British poet and songwriter

George "Jock" Purdon (16 November 1925 – 1998) was a British poet and songwriter.

Born in Nitshill near Glasgow, a former coal mining village whose mine had closed before Purdon grew up, by a strange twist of fate Jock Purdon spent most of his life as a coal miner in a pit in Chester-le-Street, County Durham. That occupation shaped his poems and songs and gave him the soubriquet "the miners' poet".

Purdon was almost 14 years old when World War II began, and he saw his older brother, Robert, enlist in the Royal Scots regiment, serving as a Commando until killed in France after the Normandy Landings in 1944. When it was his turn to be conscripted, Purdon's National Service number ended in 0, which meant that he would not be joining his brother in the army – he was bound for the pits (coal mines). Because of the labour shortage in 1943, 1 man in 10 (drawn by lot each week, according to the final digit of their number) was conscripted to make up the manpower needs of the coal mining industry, and Purdon was one of the first contingent designated for the mines on 14 December 1943, becoming a so-called "Bevin Boy". Ernest Bevin was the Minister of Labour and National Service in the wartime coalition cabinet.
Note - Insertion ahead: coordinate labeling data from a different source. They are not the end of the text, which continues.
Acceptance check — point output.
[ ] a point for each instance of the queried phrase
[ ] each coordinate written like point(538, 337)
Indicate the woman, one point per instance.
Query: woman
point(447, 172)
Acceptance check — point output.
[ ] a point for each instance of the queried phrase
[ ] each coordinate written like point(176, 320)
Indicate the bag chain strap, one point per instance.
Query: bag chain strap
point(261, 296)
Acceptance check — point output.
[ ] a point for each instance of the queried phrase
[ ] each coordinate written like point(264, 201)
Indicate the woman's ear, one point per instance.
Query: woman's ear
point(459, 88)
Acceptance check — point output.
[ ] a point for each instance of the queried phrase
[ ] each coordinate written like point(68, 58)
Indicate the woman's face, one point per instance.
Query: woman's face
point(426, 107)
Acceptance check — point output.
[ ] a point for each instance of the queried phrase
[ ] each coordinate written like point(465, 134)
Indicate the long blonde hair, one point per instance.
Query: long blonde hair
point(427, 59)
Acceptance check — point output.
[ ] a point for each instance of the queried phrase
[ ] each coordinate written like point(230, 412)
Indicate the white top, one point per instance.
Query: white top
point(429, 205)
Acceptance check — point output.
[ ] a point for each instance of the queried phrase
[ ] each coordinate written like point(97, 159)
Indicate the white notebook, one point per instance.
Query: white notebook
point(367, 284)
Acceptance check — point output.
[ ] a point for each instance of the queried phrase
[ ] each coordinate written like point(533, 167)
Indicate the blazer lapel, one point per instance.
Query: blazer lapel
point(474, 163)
Purdon married, stayed in Chester-le-Street after the war and worked in the pits digging coal in three foot seams with water up to his knees at times. He saw and shared the hardship of the miners; many of his songs reflect the sense of community that an embattled people develop. But it was not all doom and gloom. While The Easington Explosion laments the deaths of eighty one miners in one accident, Hally's Piebald Galloway laments the loss of the Lumley pit banner, eaten by a Galloway pony; ponies were used to haul coal carts underground.

Mining and politics are inseparable, and Purdon's verses captured his contempt for those who, in his view, put profit before people. He coined the word "Pitracide", meaning "to murder a pit for economic reasons". His commitment to his ideals and the mining community saw him performing his songs for the benefit of striking miners in the 1984–1985 miners' strike and appearing at the Royal Albert Hall in the "Concert for Heroes" in 1986. He is reported to have said, "For me there's three great generals – Geronimo, Alexander the Great and Arthur Scargill".

Purdon was featured on the Channel 4 Everyman TV series; six of his songs appear in Bert Lloyd's definitive collection of pit poems and songs, Come All Ye Bold Miners and he published a radical album of poems and songs entitled Pitworks, Politics & Poetry. In 2004 the Cotia banner (subject of one of Purdon's songs) was remade and carried to the Durham Miners' Gala with pictures of Purdon and fellow miner and folksinger Jack Elliot of Birtley on the back. The banner was unfurled by Tony Benn, who was an admirer of Purdon's poetry and songs.